John Jesitus is a medical writer based in Westminster, CO.
A proposed 10 percent tax on indoor tanning services is part of a revised Senate healthcare reform bill now headed to conference committee with a House bill.
On Dec. 24, the Senate passed an amended bill that replaces a proposed 5 percent tax on elective cosmetic surgery with the tanning tax, at the behest of groups including the American Academy of Dermatology (AAD), the American Medical Association and various pharmaceutical manufacturers.
Should the tanning tax survive conference hearings, to begin later this month, and if the healthcare reform measure passes, the tax will support public health by discouraging indoor tanning, says David M. Pariser, M.D., AAD president.
As proposed, the tax would apply to tanning bed end-users, Dr. Pariser says. It would raise an estimated $2.7 billion through 2019.
The elective procedures tax would have raised $5.6 billion over 10 years.
Dr. Pariser says he has heard that tanning salon owners probably would absorb the tax themselves rather than charging customers.
The AAD didn't consider the cosmetic procedures tax workable because "it was very poorly defined in terms of what it would cover," and could have resulted in the creation of a new bureaucracy to determine whether the tax would apply to benign skin lesions or other problems not expressly listed, Dr. Pariser says.
Caroline Van Hove, vice president of corporate communications for Allergan, the maker of Botox (onabotulinumtoxinA), says the company is "very pleased that the Senate and the majority of Americans agreed with the position that the proposed cosmetic tax was a random hit, targeting the wrong audience … and did not serve the goals of healthcare reform."
An Allergan-sponsored survey found that 52 percent of respondents opposed the so-called "Botax," and nearly two-thirds agreed that the tax would disproportionately impact middle-class women, Ms. Van Hove says.

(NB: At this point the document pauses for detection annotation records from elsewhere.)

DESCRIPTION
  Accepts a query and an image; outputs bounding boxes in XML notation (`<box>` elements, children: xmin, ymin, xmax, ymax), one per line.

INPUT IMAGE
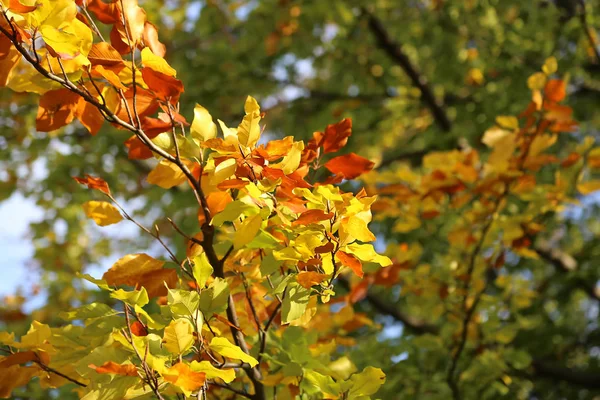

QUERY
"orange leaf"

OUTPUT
<box><xmin>325</xmin><ymin>153</ymin><xmax>375</xmax><ymax>179</ymax></box>
<box><xmin>8</xmin><ymin>0</ymin><xmax>38</xmax><ymax>14</ymax></box>
<box><xmin>349</xmin><ymin>279</ymin><xmax>370</xmax><ymax>304</ymax></box>
<box><xmin>143</xmin><ymin>21</ymin><xmax>167</xmax><ymax>57</ymax></box>
<box><xmin>89</xmin><ymin>361</ymin><xmax>138</xmax><ymax>376</ymax></box>
<box><xmin>125</xmin><ymin>135</ymin><xmax>152</xmax><ymax>160</ymax></box>
<box><xmin>88</xmin><ymin>42</ymin><xmax>124</xmax><ymax>67</ymax></box>
<box><xmin>142</xmin><ymin>67</ymin><xmax>183</xmax><ymax>104</ymax></box>
<box><xmin>296</xmin><ymin>271</ymin><xmax>329</xmax><ymax>289</ymax></box>
<box><xmin>206</xmin><ymin>192</ymin><xmax>233</xmax><ymax>215</ymax></box>
<box><xmin>129</xmin><ymin>321</ymin><xmax>148</xmax><ymax>336</ymax></box>
<box><xmin>117</xmin><ymin>87</ymin><xmax>158</xmax><ymax>121</ymax></box>
<box><xmin>292</xmin><ymin>210</ymin><xmax>333</xmax><ymax>226</ymax></box>
<box><xmin>35</xmin><ymin>89</ymin><xmax>80</xmax><ymax>132</ymax></box>
<box><xmin>335</xmin><ymin>250</ymin><xmax>364</xmax><ymax>278</ymax></box>
<box><xmin>75</xmin><ymin>97</ymin><xmax>104</xmax><ymax>136</ymax></box>
<box><xmin>73</xmin><ymin>174</ymin><xmax>110</xmax><ymax>195</ymax></box>
<box><xmin>163</xmin><ymin>362</ymin><xmax>206</xmax><ymax>391</ymax></box>
<box><xmin>117</xmin><ymin>0</ymin><xmax>146</xmax><ymax>46</ymax></box>
<box><xmin>87</xmin><ymin>0</ymin><xmax>119</xmax><ymax>24</ymax></box>
<box><xmin>217</xmin><ymin>179</ymin><xmax>248</xmax><ymax>190</ymax></box>
<box><xmin>544</xmin><ymin>79</ymin><xmax>567</xmax><ymax>103</ymax></box>
<box><xmin>102</xmin><ymin>254</ymin><xmax>178</xmax><ymax>298</ymax></box>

The cosmetic surgery tax "wasn't a tax on the wealthy," says Jason Hanson, executive vice president and general counsel, Medicis. "It was a tax on working men and women. We believe the tanning tax is a much better public policy decision.
"The FDA (Food and Drug Administration) has come out with a statement (in November 2009) saying that tanning facilities are a main driver in causing skin cancer," he says.
The Indoor Tanning Association strongly opposes the proposal.
"I would encourage the dermatology community to spend more time reviewing the growing body of science that demonstrates the benefits of exposure to ultraviolet light, rather than trying to line their pockets by manipulating the legislative process," says John Overstreet, executive director.
Other amendments to the Senate bill championed by Sen. Harry Reid, D-Nev., include a lower first-year tax burden than originally proposed for health insurers. However, the Senate proposal contains no long-term fix for Medicare's sustainable growth rate (SGR) formula, used to set physician reimbursement, according to an AAD analysis. The House has already passed a repeal of the controversial formula, delaying a 21.2 percent cut originally set for Jan. 1.
Regarding the tanning tax's chances of surviving conference committee hearings, Dr. Pariser says he has heard positive feedback from senators with whom the AAD has been working. The tax "probably will remain" in the combined House and Senate bill, Mr. Hanson adds, "but until it's finally passed, it's hard to prognosticate about that."